How can one explain the principle of fft in a multidimensional array?

Y = fft(X) 

If X is a multidimensional array, then fft(X) treats the values along the first array dimension whose size does not equal 1 as vectors and returns the Fourier transform of each vector.

I don't understand it very well.

X=[1 2 ; 3 4];

X(:,:,2)=[5 6 ; 7  8]

Answer 1

Let's take the 2D case for simplicity.

Given a 2D matrix of data, X, one can treat each row vector individually and perform a one-dimensional discrete Fourier transform. This will decompose each row into one dimensional frequency components. No attention is given to whether the rows of the matrix are correlated, and so every row of the output matrix will have some non-zero components.

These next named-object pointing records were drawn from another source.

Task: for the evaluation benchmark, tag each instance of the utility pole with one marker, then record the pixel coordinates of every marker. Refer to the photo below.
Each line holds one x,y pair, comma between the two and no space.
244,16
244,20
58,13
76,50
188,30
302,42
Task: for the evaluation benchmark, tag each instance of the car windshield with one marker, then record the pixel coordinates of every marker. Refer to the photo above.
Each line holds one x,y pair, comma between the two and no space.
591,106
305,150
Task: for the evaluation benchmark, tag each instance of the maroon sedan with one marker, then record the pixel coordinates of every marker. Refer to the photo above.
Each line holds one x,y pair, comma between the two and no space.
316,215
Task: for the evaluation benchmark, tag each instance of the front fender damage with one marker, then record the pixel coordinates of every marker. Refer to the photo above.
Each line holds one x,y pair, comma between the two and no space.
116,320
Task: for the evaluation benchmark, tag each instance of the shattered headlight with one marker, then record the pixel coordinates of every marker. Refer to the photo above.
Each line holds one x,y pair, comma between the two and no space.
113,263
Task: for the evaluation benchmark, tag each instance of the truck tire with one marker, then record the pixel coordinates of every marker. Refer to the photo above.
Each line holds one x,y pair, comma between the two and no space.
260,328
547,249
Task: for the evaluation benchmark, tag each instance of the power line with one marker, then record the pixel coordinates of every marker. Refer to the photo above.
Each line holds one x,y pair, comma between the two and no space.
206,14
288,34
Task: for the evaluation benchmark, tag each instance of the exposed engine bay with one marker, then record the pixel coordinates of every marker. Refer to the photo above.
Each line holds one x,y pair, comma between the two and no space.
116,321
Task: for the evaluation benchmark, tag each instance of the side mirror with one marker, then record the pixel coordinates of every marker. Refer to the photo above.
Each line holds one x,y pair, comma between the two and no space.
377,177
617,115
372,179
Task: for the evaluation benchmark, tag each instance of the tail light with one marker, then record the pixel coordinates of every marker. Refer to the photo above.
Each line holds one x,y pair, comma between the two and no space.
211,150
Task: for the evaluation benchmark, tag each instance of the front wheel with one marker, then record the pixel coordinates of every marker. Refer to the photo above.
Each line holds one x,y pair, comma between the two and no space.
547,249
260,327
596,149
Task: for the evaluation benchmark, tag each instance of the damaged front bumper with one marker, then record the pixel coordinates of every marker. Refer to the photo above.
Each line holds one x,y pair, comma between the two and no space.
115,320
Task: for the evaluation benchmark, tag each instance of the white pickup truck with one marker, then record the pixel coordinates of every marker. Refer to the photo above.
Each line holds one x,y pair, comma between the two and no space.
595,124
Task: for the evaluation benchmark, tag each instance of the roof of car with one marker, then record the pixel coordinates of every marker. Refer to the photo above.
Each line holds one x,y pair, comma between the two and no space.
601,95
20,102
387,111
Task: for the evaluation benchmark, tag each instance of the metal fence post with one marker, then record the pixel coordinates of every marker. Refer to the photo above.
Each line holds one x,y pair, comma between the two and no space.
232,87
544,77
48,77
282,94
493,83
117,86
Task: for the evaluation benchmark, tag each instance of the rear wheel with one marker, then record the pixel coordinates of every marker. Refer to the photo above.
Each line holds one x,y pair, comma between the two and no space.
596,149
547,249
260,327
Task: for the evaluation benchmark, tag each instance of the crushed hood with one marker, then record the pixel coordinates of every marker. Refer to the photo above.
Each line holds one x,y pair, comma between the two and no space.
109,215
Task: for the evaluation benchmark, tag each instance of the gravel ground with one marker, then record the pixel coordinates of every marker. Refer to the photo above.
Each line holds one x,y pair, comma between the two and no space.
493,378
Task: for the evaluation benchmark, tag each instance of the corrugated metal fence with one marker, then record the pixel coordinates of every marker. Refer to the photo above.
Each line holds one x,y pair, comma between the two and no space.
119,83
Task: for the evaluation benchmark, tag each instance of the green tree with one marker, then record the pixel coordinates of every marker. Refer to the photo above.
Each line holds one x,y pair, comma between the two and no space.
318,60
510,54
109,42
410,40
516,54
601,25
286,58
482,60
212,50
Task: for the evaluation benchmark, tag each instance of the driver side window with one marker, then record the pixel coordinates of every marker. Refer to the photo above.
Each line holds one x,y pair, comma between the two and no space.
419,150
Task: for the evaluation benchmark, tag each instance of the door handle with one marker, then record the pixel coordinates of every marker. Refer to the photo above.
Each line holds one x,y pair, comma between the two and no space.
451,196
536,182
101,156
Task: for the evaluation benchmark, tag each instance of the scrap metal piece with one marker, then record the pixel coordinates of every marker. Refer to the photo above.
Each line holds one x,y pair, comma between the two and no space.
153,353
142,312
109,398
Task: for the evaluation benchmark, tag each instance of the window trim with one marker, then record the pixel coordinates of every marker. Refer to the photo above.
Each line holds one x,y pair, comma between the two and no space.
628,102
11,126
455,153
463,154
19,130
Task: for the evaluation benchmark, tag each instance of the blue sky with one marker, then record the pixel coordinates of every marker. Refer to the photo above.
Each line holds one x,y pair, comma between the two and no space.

Alternatively, using fft2, one can decompose X into its constituent two-dimensional frequency components. I find this easiest to think about in analogy with the DCT, where you can visualize the 2D basis easily

With the 2D FFT, correlations between rows would affect the output of the FFT. It's possible a single 2D frequency component (which is more like a surface than a wave) could contain all the energy of the 2D FFT, and so the output matrix could be much sparser than when treating the rows individually.

This analogy can be continued in to n-dimensions, with higher dimensional frequency components potentially capturing the higher dimensional structure in your data.